Concerns about protectionism are rising as the impact of the global financial crisis spreads, increasing the temptation for governments to bring in measures that will help their firms in the short-term but worsen the overall economic pain.
“We are already witnessing worrying signs of protectionism in the world’s biggest economy. We will need to argue against this trend at the international fora,” Finance Minister Pranab Mukherjee said in a speech to a labour conference.
“We will need to press for trade and aid flows to the developing countries.
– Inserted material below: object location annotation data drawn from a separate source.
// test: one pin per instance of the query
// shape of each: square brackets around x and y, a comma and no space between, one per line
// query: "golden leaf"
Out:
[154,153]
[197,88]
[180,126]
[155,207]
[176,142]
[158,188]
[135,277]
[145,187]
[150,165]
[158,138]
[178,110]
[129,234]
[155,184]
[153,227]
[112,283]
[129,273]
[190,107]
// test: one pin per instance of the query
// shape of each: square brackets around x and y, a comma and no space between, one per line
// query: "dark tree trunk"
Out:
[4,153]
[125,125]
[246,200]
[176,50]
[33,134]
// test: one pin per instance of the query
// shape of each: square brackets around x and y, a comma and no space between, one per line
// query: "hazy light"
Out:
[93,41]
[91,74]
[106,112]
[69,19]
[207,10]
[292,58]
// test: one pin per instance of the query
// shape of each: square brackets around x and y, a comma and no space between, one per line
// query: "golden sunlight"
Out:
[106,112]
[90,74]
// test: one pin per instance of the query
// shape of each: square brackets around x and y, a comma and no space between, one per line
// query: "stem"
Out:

And, we will need to look at regional cooperation to strengthen our defences against such crises.”
Fearful of a 1930s-style resurgence of protectionism, finance officials from leading industrial powers ended crisis talks in Rome last weekend with a pledge to do all they could to combat recession without distorting free trade.
But while the G7 is hoping to build on that consensus at an April G20 summit in London, signs of rising tension are palpable in the scramble to secure jobs and stimulate flagging economies.
In particular, alarm bells are ringing over the United States’ $787-billion economic rescue plan, including billions of dollars for public building projects, with a “Buy American” clause insisting firms use U.S. steel and other U.S.-made goods.
Large job losses in key sectors such as construction, exports and manufacturing as the global economic crisis hits domestic growth have triggered calls for measures to protect Indian industry and jobs.
Drawing strong criticism from its Asian rival China, India has banned imports of Chinese toys for six months. It later said the move was taken in the interest of public safety and was compatible with World Trade Organisation rules.
And late on Thursday, Trade Secretary G.K. Pillai said the government would impose safeguard duties on Chinese aluminium imports and was probing shipments of other goods, days after China said such moves may severely damage trade ties.
Pillai said he was worried about Asian rival China dumping its surplus goods in the Indian market.
“China is a non-market economy. They have created huge capacities in their country ... Where are they going to sell their products ? They are going to dump it in India,” he said.
In a sign of its commitment to the multilateral trading system, Trade Minister Kamal Nath said on Friday countries must try and set a target to close the Doha round of global trade talks by the end of 2009.
Protectionism is not the answer to the economic crisis and would negate efforts to rescue the world economy, Nath said.
“There is a protectionist sentiment, but I think that is instinctive rather than substantive,” he said. “So we must see intensification in Geneva. We must try and set a target to close this round by the end of year.”